I just threw up a little in my mouth.

5.18.2012

White bike shorts


It's a No No.  White pants, yes - well maybe depending on a number of factors: fit, style, he/she who is wearing the pants  But BIKER SHORTS - must never be worn.

because sweaty + ass = not attractive (on anyone)

5.02.2012

huuuc... (that's the sound of throwing up)

yeah.. so.. two articles prompted today's reaction.  What the hell is wrong with people?!  The pictures so do the articles justice, you should click on it.  But I must warn you... you may die a little on the inside, after you read the articles.


Whack Ass Bootycheeks



Tanorexic Mom child abuse

2.16.2012

Random Ratness



Above is a picture of a Rat King. According to Wiki Rat kings are phenomena said to arise when a number of rats become intertwined at their tails, which become stuck together with blood, dirt, ice, excrement or simply knotted. The animals reputedly grow together while joined at the tails. The numbers of rats that are joined together can vary, but naturally rat kings formed from a larger number of rats are rarer. The phenomenon is particularly associated with Germany, where the majority of instances have been reported. Historically, there are various superstitions surrounding rat kings, and they were often seen as an extremely bad omen, particularly associated with plagues.

You think? EWWWWWWWWWWWWWWWWWW

Eventually all the rats die.

In German folklore they believed Rat Kings to be considered an extremely bad omen.

Again I say.....
You think? EWWWWWWWWWWWWWWWWWW


Mice ARE the DEVIL. if you don't believe me... check out this video from Australia in 1993. (don't watch this while you eat)

1.08.2012

holy mother mcgee

Just read an article about a big ass rat found in NY Bronx Foot Locker. Dezam.... that is a monster. Authorities believe it to be Gambian Pouched Rat, you know it's bad when they say 'although harmless, if you see one walk away and call animal control". Isn't that what they say when you encounter an armed assailant or someone on the most wanted list? Mice problem ain't looking sooo bad now, huh? I'll take my measally mice anyday!
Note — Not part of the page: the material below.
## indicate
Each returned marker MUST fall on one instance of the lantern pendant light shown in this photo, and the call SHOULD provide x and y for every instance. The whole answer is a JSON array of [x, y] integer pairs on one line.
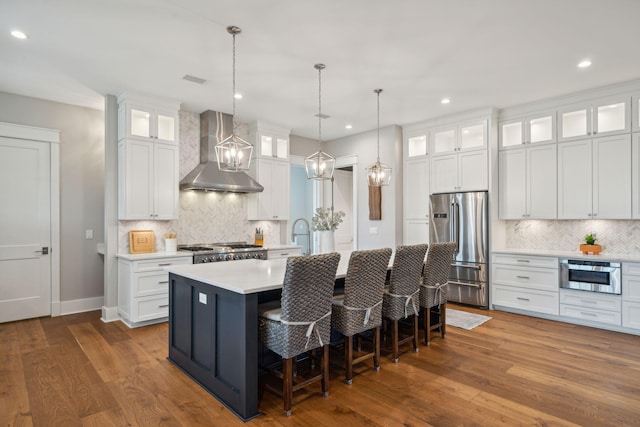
[[234, 153], [319, 165], [378, 174]]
I can atleast capture or kill them without bodily harm.

The original article is found here.

5.28.2010

England has the best Serial Killers

Seriously, throughout history the motherland (you know to America) and Germany always has the most wackiest and wildest serial killers. Don't get me wrong the old US has had it's fair share of crazies:
  • Green River Killer
  • Jeffrey Dalmer
  • John Wayne Gacy
  • Ed Gein (it rubs the lotion on the skin)
  • The Zodiac Killer

and NO, Charles Manson doesn't count because he was a mass murderer, thank you. Not a Serial Killer (duh). But I digress. England - something about Serial Killers, Cannibals and Prostitutes I mean, really it's a recipe for disaster. See the CNN article here

Ah well, the more I read about crime, the more I'm hoping that micro-organisms take back the earth or that a Supernova sucks us up. Let the bunnies, kittens and puppies inherite the earth cause humans suck.

Speaking of sucking... three day weekend. I'll be sure to snag pictures of visual attrocities - because it's the beginning of summer (people get drunk, put on clothes in the dark, drink liquid courage to karioke, it's hot, less clothes, people seem to think they are far hotter than actuality) and there's bound to be bad BAD bad fashion. And I'll be there like the caped crusader waiting to strike (and take picture to blog about) so I can defend the rights and eyes of the masses!

2.27.2009

huh?


I've been meaning to put this up. It's a tumor in a brain. A tumor in the shape of a foot. try to look away. Try! I dare you.


12.16.2008

My Peeps


There was an article on CNN about 1000+ new species found along the Mekong River which spans Southeast Asia - Vietnam, Laos, Thailand, Cambodia. It was a pretty good article and encouraging considering all the other species mankind is killing out. However as I was scanning the images I couldn't help but notice the caption for a Rat type creature that was thought to been extinct for some 11 million years. I mean this is big news! So why did they find the little critter in a food market? Whassup with that? Was he scampering for food or worse... being sold as? I think we all know the truth! Worse part is... he's kinda cute. I hope he lives another 11 million years and surpasses the existance of humans. We can be so cold.